(1.) The learned Judge has based his refusal, according to the certified copy on the file before me, on cases reported in 103 I. C, p. 407 and Queen, Empress V/s. Pophi [189l] 13 All. 171. There is no such, volume as No. 103 I. C, and I am unable to trace the reference. The other case; reported in Queen Empress V/s. Pophi [189l] 13 All. 171 to some extent justifies the learned Judge in his refusal to arrange for the appellant to be produced in his Court.
(2.) Owing to my having had to deal with this and connected cases on previous occasions I was aware that this, at any rate, is a case in which the convict should be allowed an opportunity of arguing his case, if he so desired. I, therefore, as time was short, by a letter from this Court dated 25 November 1927, directed the learned Judge, in conjunction with the District Magistrate, to make arrangements for the production of the accused.

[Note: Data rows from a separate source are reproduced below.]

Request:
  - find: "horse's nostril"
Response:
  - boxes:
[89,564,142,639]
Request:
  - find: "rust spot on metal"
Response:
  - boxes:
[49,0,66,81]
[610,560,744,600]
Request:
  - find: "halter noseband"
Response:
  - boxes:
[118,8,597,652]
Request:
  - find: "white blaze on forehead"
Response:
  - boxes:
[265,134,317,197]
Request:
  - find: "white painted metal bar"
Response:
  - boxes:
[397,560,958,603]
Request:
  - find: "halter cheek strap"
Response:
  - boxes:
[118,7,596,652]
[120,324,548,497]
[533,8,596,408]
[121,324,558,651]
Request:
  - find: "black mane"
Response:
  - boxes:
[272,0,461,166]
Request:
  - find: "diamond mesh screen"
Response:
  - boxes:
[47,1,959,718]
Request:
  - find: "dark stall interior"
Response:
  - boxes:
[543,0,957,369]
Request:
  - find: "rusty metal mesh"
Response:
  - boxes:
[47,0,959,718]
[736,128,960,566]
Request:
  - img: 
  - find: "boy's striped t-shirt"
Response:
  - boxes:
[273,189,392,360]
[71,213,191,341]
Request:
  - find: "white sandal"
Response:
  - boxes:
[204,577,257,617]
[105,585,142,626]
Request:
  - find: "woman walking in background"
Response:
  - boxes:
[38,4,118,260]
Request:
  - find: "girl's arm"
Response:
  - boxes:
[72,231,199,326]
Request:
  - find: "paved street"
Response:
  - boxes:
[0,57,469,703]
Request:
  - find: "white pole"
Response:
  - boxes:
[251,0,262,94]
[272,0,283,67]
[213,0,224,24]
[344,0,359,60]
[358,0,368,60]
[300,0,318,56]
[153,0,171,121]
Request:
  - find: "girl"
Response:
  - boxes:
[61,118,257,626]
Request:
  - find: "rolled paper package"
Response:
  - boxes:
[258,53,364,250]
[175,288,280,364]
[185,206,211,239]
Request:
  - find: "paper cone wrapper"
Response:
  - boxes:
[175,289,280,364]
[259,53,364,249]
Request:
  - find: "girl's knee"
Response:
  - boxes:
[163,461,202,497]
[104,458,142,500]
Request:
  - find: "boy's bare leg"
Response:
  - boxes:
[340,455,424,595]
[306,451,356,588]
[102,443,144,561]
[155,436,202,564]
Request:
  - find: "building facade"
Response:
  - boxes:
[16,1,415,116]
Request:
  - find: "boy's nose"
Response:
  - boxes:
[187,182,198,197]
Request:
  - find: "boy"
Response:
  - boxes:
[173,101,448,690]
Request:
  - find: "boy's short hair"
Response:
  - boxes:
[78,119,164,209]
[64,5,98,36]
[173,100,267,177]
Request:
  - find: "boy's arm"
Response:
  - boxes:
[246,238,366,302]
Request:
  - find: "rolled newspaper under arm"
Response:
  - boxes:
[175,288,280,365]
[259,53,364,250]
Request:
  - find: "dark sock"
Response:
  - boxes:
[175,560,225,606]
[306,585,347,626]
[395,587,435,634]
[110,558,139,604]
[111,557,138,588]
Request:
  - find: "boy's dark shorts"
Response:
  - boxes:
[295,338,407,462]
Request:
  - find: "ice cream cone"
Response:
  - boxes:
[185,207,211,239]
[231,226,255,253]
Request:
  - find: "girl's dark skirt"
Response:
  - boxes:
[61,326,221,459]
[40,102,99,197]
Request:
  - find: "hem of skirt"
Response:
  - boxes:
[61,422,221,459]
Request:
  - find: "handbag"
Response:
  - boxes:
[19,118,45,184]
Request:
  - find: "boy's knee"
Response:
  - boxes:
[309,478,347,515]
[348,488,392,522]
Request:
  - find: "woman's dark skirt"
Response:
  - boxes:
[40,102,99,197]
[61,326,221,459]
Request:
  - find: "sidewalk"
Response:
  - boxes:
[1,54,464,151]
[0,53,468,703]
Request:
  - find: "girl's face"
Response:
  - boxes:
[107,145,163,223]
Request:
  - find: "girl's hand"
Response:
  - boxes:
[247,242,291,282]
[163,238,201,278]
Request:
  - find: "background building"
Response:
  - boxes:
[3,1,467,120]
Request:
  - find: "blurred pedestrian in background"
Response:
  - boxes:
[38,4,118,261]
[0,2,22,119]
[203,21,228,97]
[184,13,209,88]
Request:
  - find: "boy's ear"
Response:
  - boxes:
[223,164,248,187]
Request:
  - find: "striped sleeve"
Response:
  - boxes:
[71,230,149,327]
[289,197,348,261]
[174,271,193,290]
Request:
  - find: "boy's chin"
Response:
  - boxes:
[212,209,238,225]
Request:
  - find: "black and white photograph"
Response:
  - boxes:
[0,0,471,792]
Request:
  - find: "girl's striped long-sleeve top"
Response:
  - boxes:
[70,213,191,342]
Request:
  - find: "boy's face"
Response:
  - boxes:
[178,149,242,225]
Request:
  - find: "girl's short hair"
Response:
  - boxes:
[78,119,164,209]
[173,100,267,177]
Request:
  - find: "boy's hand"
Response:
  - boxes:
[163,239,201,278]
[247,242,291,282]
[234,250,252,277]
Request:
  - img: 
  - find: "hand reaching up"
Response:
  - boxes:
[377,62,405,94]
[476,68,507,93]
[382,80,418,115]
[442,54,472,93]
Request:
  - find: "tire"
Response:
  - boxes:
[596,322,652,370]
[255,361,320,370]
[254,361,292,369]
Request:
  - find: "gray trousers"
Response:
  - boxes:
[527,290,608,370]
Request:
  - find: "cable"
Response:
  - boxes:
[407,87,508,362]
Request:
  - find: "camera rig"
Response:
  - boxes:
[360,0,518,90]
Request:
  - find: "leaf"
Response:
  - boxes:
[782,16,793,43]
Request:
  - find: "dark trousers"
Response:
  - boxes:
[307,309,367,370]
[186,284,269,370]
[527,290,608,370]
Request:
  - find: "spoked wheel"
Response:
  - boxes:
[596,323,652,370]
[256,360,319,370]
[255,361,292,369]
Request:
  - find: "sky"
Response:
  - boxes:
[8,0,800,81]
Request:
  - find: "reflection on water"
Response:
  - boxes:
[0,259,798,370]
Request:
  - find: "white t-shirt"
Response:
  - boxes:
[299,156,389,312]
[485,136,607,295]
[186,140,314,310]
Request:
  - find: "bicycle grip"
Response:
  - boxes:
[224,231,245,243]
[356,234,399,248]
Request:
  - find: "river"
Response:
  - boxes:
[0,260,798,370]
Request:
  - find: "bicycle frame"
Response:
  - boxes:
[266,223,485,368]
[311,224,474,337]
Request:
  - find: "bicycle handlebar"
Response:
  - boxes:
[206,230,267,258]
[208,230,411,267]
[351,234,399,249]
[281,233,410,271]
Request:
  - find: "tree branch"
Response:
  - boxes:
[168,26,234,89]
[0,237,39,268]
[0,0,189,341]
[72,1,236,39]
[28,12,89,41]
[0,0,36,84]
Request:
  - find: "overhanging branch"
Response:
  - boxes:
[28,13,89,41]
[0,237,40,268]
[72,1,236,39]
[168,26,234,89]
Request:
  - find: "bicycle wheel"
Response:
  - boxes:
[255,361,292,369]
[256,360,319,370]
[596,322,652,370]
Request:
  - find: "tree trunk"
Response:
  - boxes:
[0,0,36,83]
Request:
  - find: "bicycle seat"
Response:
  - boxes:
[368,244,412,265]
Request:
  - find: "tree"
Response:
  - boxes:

(3.) I am not, and I never have been, personally wholly in accord with the decision reported in Queen Empress V/s. Pophi [189l] 13 All. 171. If I had reason to believe that I stood alone in this view there would be an end of the matter, but I am aware that my doubts are shared, and have been shared, for many years by others, and I think that it is desirable that decision should be reviewed and qualified. By Section 422, Criminal P. C, this Court is ordered to give notice to the appellant or this pleader, and it is clear that if there is no pleader the Court must give notice to the appellant. If the appellant does not express a desire to appear in Court in person there is, of course, an end of the matter, but if he expresses a desire to appear, it seems to me an unsustainable attitude to hold that though he must be given notice he may be physically restrained from taking advantage of that notice even though he may have expressed a wish to do so.